Cheng Jufang, Bu Chaozhi, Zheng Xiaowei
Department of Neonatology, Wuxi Children's Hospital, Wuxi School of Medicine, Affiliated Children's Hospital of Jiangnan University, Jiangnan University, Wuxi, China.
Research Institute for Reproductive Health and Genetic Diseases, Wuxi School of Medicine, Wuxi Maternity and Child Health Care Hospital, Affiliated Women's Hospital of Jiangnan University, Wuxi, 214002, China.
Sci Rep. 2025 Feb 12;15(1):5260. doi: 10.1038/s41598-025-89569-x.
Previous studies have reported that cardiorespiratory fitness (CRF) was associated with decreased risk of chronic kidney disease (CKD) in westerner. The aim of present study was to investigate the potential association between estimated eCRF (eCRF) and CKD risk in Chinese general population. A total of 5,199 participants from the China Health and Retirement Longitudinal Study were including in analysis. The sex-specific models including age, physical activity, resting heart rate, and waist circumference were used to calculate eCRF. Participants were divided into three subgroups according to age and sex-specific tertiles of eCRF. Cox proportional hazards regression models were used to examine the associations between eCRF and CKD. During 9 years of follow-up, a total of 511 respondents experienced CKD. After adjustment for potential variables, the hazard ratio (95% confidence intervals) for the tertile 2 and tertile 3 of eCRF was 0.80 (0.66-0.96) and 0.74 (0.60-0.92), respectively, compared with the lowest tertiles. Moreover, each 1-SD increase of eCRF was associated with 6% (95%CIs, 1-11%) decreased risk of CKD. Similar associations were also found in both male and female subgroups. When the current study calculated eCRF using body mass index instead of waist circumference, the highest tertiles of eCRF was significantly associated with decreased risk of CKD in overall and female participants. A higher eCRF was associated with a decreased risk of CKD in general Chinese population. Future well-designed prospective clinical studies are needed to verify our findings and to assess the effect of eCRF interventions in CKD prevention.

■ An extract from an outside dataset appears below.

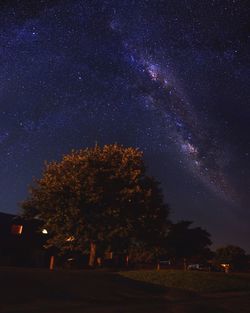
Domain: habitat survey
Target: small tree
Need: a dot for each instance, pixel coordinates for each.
(98, 198)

先前的研究报道,在西方人中,心肺适能(CRF)与慢性肾脏病(CKD)风险降低相关。本研究的目的是调查中国普通人群中估算的心肺适能(eCRF)与CKD风险之间的潜在关联。来自中国健康与养老追踪调查的5199名参与者纳入分析。使用包含年龄、身体活动、静息心率和腰围的性别特异性模型来计算eCRF。参与者根据年龄和eCRF的性别特异性三分位数分为三个亚组。采用Cox比例风险回归模型来检验eCRF与CKD之间的关联。在9年的随访期间,共有511名受访者发生CKD。在对潜在变量进行调整后,与最低三分位数相比,eCRF的第二三分位数和第三三分位数的风险比(95%置信区间)分别为0.80(0.66 - 0.96)和0.74(0.60 - 0.92)。此外,eCRF每增加1个标准差,CKD风险降低6%(95%置信区间,1% - 11%)。在男性和女性亚组中也发现了类似的关联。当本研究使用体重指数而非腰围来计算eCRF时,eCRF的最高三分位数与总体和女性参与者中CKD风险降低显著相关。较高的eCRF与中国普通人群中CKD风险降低相关。未来需要设计良好的前瞻性临床研究来验证我们的发现,并评估eCRF干预在CKD预防中的效果。